Ölü bir göz iken anlarlar belki, hayattayken anlatamadıklarımı…

Anlaşılamamak, anlatamamaktan daha acı veriyor,

Bir bakışla anlaşılmaktı oysa tüm arzu.

Mütemadiyen tüten dumanı takip eden gözler,

Geçmişin esiri altında kalmış beyinler,

Silkeleyin zamanın toz kırıntılarını

Dumanlarına üfleyin

Yıkın diktiğiniz yozlaşmaya yüz tutmuş fikri kalelerinizi!

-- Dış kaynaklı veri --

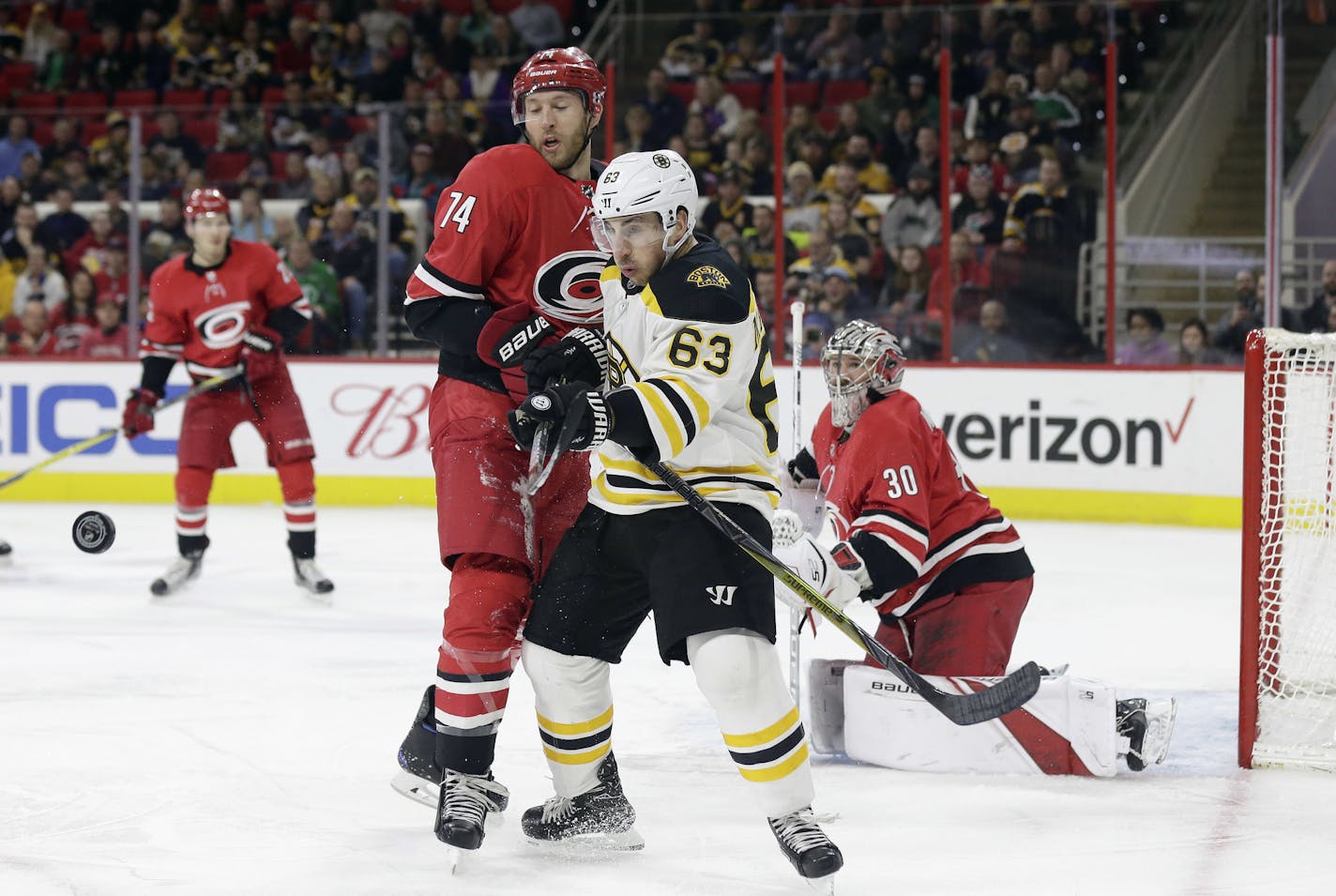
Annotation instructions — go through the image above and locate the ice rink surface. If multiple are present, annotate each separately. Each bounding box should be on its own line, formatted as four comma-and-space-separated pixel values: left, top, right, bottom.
0, 504, 1336, 896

Gölgeler arasındaki mesafeyi hesaplamak için

Dakikalarca bakın!

Hiçbir zaman bulamayacaksınız

Gölgeler hiçbir zaman yakın olmayacak

Çünkü insan, kibrini de işledi gölgesine

Yaklaştırmıyor hiçbir zerresine.

Kanatları çırpınan, çırpındıkça kelam etmek isteyen o canlı

Gövdesinde barındıracak yer bulamayan hüzünlü kavaklar

Yeşilin yitip gittiği dünyada acısını saklar,

Doğaya hâkim olan bedenlere isyanını kusar!

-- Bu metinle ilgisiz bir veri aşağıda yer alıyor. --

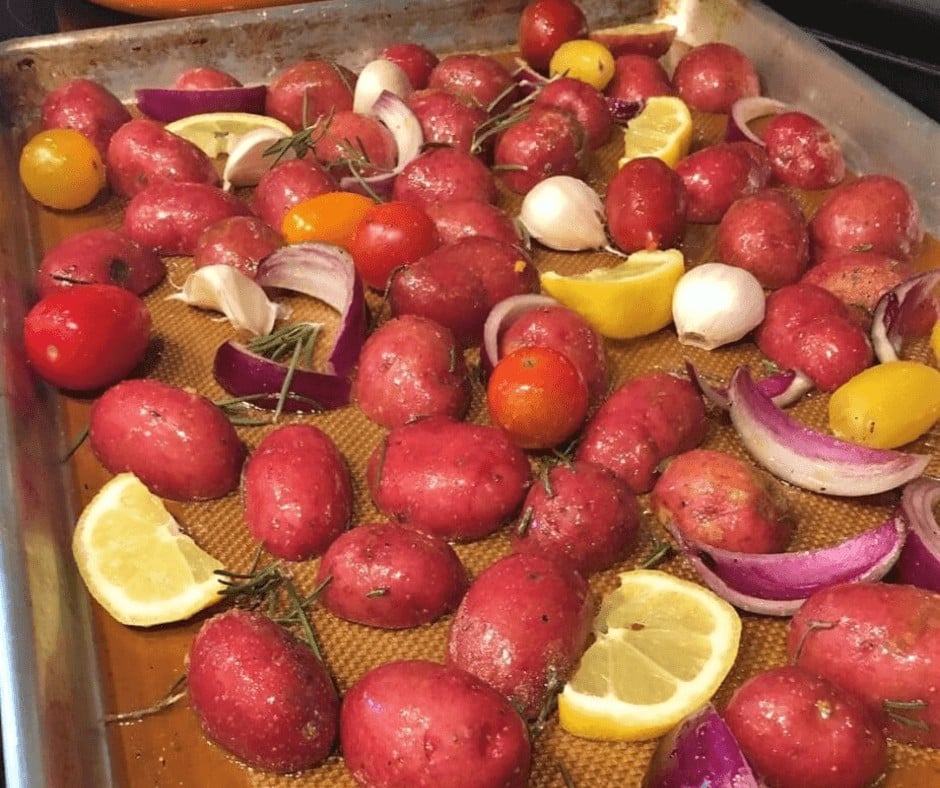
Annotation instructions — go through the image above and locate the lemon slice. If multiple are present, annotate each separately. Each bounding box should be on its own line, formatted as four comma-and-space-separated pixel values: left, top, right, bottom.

Laf açılmışken, kapatmayın

Dilinizin bağı çözülmüşken, düğümlemeyin

Düşünceleriniz akarken, durdurmayın

“Aynı” kelimesi çıksın lügattan

Artık bir şeyler farklı olsun!

Mitolojiden bir kahraman beğenin

Yolculuğuna eşlik edin

Sıradanlaştığınız dünyayı terk edin

Yarattığınız popüler çağın içindeki karışıklıktan sıyrılın

Alışılmış karışıklıktır bu!

Hürriyetinize kelepçe vurulduğunda bileceksiniz, son sözün olmadığını

Sağ ayağınız, çukurda kalan son ayağınızın dilinden anlamayacak

Sizin bedeniniz bile size ihanet edecek

Neden mi?

Dönün bakın bir dünyaya

Sizin adaletinizi, hürriyetinizi yeğleyen bir kul var mı?

Hayat, dertleri haykırma platformu

Metotları farklı.

Belki bir gün bir hikâyede karşılaşırız

Dertlerimize ayna tutan satırlarda paslaşırız.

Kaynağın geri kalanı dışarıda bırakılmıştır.